# About this notebook
This notebook is used for testing code related to allocating the EIA-923 data before integrating it into PUDL and the data pipeline. 

I've also been using this to simply load EIA tables from the PUDL database to explore the EIA data as it exists in PUDL.

In [None]:
%reload_ext autoreload
%autoreload 2

import sys
sys.path.append('../../hourly-egrid/')

# Useful high-level external modules.
import numpy as np
import pandas as pd
import sqlalchemy as sa
import warnings
import plotly.express as px

import pudl

import src.data_cleaning as data_cleaning
import src.load_data as load_data
import pudl.analysis.allocate_net_gen as allocate_gen_fuel


In [None]:
year = 2020

pudl_db = 'sqlite:///../data/downloads/pudl/pudl_data/sqlite/pudl.sqlite'
pudl_engine = sa.create_engine(pudl_db)

pudl_out = pudl.output.pudltabl.PudlTabl(
    pudl_engine,
    freq='MS',
    start_date=f'{year}-01-01',
    end_date=f'{year}-12-31'
)

## Load EIA data

In [None]:
# extract all of the tables from pudl_out early in the process and select
# only the columns we need. this is for speed and clarity.

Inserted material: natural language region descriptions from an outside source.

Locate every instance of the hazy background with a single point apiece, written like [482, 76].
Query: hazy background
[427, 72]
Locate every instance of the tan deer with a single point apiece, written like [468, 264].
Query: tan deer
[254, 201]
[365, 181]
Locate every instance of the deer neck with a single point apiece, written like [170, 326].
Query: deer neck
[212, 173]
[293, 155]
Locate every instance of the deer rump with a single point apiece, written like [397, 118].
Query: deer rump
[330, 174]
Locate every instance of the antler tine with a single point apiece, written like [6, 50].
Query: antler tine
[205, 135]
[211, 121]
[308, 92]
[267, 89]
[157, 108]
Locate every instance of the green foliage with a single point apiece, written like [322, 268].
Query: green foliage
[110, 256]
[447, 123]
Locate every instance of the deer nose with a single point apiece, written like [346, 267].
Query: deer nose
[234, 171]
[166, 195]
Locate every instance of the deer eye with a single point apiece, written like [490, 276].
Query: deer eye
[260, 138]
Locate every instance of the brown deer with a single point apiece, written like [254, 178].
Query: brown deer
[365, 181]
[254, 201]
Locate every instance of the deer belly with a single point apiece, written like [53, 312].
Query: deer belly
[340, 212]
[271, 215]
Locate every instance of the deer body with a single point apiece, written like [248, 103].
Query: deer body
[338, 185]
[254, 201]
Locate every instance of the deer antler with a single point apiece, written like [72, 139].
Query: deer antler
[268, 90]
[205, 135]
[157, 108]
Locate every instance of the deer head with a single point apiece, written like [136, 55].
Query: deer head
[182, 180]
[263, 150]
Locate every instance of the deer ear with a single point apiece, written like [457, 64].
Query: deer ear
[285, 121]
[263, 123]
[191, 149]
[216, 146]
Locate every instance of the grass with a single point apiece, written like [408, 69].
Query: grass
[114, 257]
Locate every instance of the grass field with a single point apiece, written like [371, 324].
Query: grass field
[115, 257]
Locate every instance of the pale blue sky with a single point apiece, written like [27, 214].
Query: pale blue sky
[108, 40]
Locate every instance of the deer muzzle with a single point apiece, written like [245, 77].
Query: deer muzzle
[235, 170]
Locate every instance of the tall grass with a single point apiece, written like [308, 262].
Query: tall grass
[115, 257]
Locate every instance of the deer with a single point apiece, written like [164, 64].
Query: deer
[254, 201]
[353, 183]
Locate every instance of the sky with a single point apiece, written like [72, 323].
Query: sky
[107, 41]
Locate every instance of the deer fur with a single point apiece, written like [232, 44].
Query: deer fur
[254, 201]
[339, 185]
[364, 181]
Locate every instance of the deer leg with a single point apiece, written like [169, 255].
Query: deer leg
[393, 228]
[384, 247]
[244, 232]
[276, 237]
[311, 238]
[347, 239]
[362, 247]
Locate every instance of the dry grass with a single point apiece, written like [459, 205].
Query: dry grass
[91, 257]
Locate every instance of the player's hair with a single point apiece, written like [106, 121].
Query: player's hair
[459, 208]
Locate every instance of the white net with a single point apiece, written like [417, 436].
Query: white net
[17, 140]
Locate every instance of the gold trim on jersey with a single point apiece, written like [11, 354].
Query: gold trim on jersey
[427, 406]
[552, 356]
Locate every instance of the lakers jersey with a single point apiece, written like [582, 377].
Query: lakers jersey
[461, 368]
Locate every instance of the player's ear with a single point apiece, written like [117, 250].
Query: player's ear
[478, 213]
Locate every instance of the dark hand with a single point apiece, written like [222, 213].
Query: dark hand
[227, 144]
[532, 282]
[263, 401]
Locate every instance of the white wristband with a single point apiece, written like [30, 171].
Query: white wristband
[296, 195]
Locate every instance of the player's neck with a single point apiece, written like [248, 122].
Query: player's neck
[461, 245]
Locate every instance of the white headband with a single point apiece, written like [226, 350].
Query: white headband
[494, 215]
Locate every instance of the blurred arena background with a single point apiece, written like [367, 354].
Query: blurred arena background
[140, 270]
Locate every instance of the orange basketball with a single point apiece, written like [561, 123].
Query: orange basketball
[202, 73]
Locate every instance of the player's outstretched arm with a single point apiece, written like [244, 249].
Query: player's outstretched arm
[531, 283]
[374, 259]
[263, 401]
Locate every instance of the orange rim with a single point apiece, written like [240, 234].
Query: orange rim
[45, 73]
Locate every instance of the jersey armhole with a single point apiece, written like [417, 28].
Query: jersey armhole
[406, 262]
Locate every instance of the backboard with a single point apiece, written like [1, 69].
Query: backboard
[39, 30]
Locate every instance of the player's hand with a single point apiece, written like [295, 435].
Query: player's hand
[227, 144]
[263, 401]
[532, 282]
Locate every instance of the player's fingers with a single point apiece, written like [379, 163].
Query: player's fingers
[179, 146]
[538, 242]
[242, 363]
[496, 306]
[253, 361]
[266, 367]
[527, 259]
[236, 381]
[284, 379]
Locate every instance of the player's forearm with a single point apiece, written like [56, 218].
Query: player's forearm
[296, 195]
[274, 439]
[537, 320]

remove_this = pudl.analysis.allocate_net_gen
drop_interim_cols = False

IDX_GENS = ["report_date", "plant_id_eia", "generator_id"]
"""Id columns for generators."""

IDX_PM_ESC = ["report_date", "plant_id_eia", "energy_source_code", "prime_mover_code"]
"""Id columns for plant, prime mover & fuel type records."""

IDX_ESC = ["report_date", "plant_id_eia", "energy_source_code"]

IDX_U_ESC = ["report_date", "plant_id_eia", "energy_source_code", "unit_id_pudl"]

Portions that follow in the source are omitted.